Efforts to repeal and replace the Affordable Care Act earlier this year called for the Medicaid program to be converted to a block grant, or per capita cap model, which would provide a fixed amount per recipient. That’s compared to the current structure, by which the government covers a share of medical care costs for qualifying individuals and the state pays the rest. The restructuring would have meant cuts in federal Medicaid contributions to the states.

While efforts to repeal and replace the ACA didn’t materialize, Medicaid funding cuts loom as federal and state governments seek to rein in spending.

According to a Kaiser Health News study, Medicaid was the primary payer for 55 percent of nursing home residents in Wisconsin in 2015.

Shiber

Currently, Wisconsin’s skilled nursing home facilities face a $55 deficit for each patient per day compared to their Medicaid reimbursement, said Louis Shiber, senior manager with Baker Tilly’s health care practice.
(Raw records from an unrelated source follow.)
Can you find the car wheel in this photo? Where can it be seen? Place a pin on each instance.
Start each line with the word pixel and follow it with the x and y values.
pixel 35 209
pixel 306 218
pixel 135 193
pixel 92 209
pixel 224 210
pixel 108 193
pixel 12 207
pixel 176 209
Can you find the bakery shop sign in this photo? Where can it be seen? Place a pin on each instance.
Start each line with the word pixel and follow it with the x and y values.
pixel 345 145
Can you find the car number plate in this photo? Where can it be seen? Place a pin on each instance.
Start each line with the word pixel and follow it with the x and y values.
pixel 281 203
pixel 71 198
“That deficit is what has the (nursing home and health care) associations up in arms, saying the reimbursement system is unsustainable,” Shiber said. “That’s true. But the question is how are you going to operate (now) with all of these bundled payments and value-based purchasing and things of that nature? That’s what the facilities need to concentrate their time on – what other services are we going to provide?”

The stakes for nursing homes are intensified by the impending influx of baby boomers who will require their services.

“As of today, the average number of days that a person will reside in a skilled nursing facility is 904,” Shiber said. “The average cost of a nursing home in the U.S. is $77,000 annually. When you envelope that and sit back, you ask, ‘Where is this going and what is the state doing with a limited amount of resources and what’s happening with the baby boomers?’ We’re in trouble.”

The answer, in part, is found in the push toward community- and home-based care, Shiber said. Providers are expanding beyond their four walls to provide care in alternative settings.

Gabriel

“The aim is to provide the best possible care and best possible outcome for residents and patients at the lowest possible cost in the most efficient manner,” Gabriel said. “And for the provider, it’s a continuous challenge as to how to do that with shrinking reimbursement resources, yet more demands being placed on them. So I think wellness programs, population health management is a key goal here, keeping them out of institutions and allowing them to stay at home longer and keeping overall costs down.”

Uncertainty regarding reimbursements also has nursing homes seeking ways to attract more private payer residents to minimize their reliance on government-funded sources, Gabriel said.

“They’re branching out beyond their own walls even and trying to get into providing other services that are reimbursable, not just from private pay, but also from Medicare and/or Medicaid in some instances,” Gabriel said. “Providers are trying to position themselves better in the marketplace to capture as many of those short-term rehabilitation stays for Medicare residents within their facilities and then also capture other opportunities with folks in the community to provide home care or other services.”